Founded in 1913, The Garden Club of America is a volunteer, nonprofit 501(c)3 organization comprised of 200 member clubs and approximately 18,000 club members throughout the country.

 

GCA’s Garden History & Design Partnership with Smithsonian Archives of American Gardens

For over 30 years, the GCA has partnered with the Smithsonian Archives of American Gardens to preserve the visual record and collective narrative of gardens.  The Archives of American Gardens (AAG) was established to provide scholars, researchers, and interested persons with visual documentation of cultural, historic, and vernacular gardens. 

Following are gardens documented by the Little Garden Club Garden History & Design Committee. 

Dunklin Longmeadow Garden, 2009 (AR080)

Wellford Garden, 2010 (TN075)

Buxton Garden, 2012 (TN008)

Buzzy’s Surprise Garden, 2012 (TN081)

The White Garden, 2016 (TN120)

Williamson’s Point No Point, 2022 (TN129)
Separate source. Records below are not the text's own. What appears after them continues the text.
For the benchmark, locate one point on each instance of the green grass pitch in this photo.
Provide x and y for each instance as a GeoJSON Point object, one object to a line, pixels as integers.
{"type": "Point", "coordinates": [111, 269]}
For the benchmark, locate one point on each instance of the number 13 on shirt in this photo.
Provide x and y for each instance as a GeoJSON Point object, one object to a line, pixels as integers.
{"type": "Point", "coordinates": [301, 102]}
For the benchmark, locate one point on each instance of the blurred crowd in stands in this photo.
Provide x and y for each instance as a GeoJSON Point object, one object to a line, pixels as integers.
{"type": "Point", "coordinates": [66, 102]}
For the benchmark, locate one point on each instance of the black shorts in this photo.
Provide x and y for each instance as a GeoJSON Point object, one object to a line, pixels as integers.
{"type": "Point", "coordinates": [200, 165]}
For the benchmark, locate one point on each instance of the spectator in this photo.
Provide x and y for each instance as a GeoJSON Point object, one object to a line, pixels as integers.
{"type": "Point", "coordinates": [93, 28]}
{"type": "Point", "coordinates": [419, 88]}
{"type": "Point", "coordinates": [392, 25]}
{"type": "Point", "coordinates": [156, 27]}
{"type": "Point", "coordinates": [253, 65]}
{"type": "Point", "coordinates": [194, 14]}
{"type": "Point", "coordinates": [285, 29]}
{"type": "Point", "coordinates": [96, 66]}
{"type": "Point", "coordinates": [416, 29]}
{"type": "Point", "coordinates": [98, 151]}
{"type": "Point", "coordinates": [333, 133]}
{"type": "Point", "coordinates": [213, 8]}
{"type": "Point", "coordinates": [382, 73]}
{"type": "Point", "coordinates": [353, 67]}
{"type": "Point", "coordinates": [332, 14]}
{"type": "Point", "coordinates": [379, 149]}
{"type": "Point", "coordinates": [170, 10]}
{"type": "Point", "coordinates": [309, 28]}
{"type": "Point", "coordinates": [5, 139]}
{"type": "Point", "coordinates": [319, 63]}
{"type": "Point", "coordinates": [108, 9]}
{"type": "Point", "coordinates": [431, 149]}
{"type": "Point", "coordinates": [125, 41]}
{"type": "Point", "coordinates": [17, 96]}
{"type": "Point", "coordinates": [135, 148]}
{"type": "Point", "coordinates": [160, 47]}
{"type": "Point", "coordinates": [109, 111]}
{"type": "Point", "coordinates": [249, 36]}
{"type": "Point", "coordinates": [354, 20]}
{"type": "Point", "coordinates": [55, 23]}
AAG's primary mission, in conjunction with The Garden Club of America’s Garden History & Design Committee, is to collect unique, high quality images and documentation relating to a wide variety of cultivated gardens throughout the United States that are not documented elsewhere. In this way, AAG strives to preserve and highlight a meaningful compendium of significant aspects of gardening in the United States for the benefit of researchers and the public today and in the future.  Every moment a garden exists it is subject to the forces of change, loss, and, in some cases, destruction. A familiar and beloved garden today may become a distant memory in just a matter of a few years (or, in the case of a natural disaster, a few hours). Even the most meticulously maintained garden evolves over time to the point where it deviates from its earlier incarnation. Unless gardens are photographed and their origins and life span documented, the thought, creativity, care and labor that goes into them may be lost forever.

Gardens seldom follow a regimented design formula; they echo and highlight the region, culture, history and personal tastes that influence them. Despite their uniqueness, gardens are such a subtle and natural part of our surroundings they are often taken for granted and may not be “noticed” until they are in danger of disappearing or are gone completely. Documenting a garden helps to address the importance of recognizing its particular significance. It may take years for this recognition to occur, but when it does, it is crucial to have images to study in order to understand and appreciate the thought process and work involved in the garden’s creation. Indeed, the most frequently used portion of The Garden Club of America Collection at the Archives of American Gardens are the glass lantern slides that were created in the 1920s and 1930s. Only the foresight of The Garden Club of America to photograph what were then ‘contemporary gardens’ saved these gardens from total oblivion.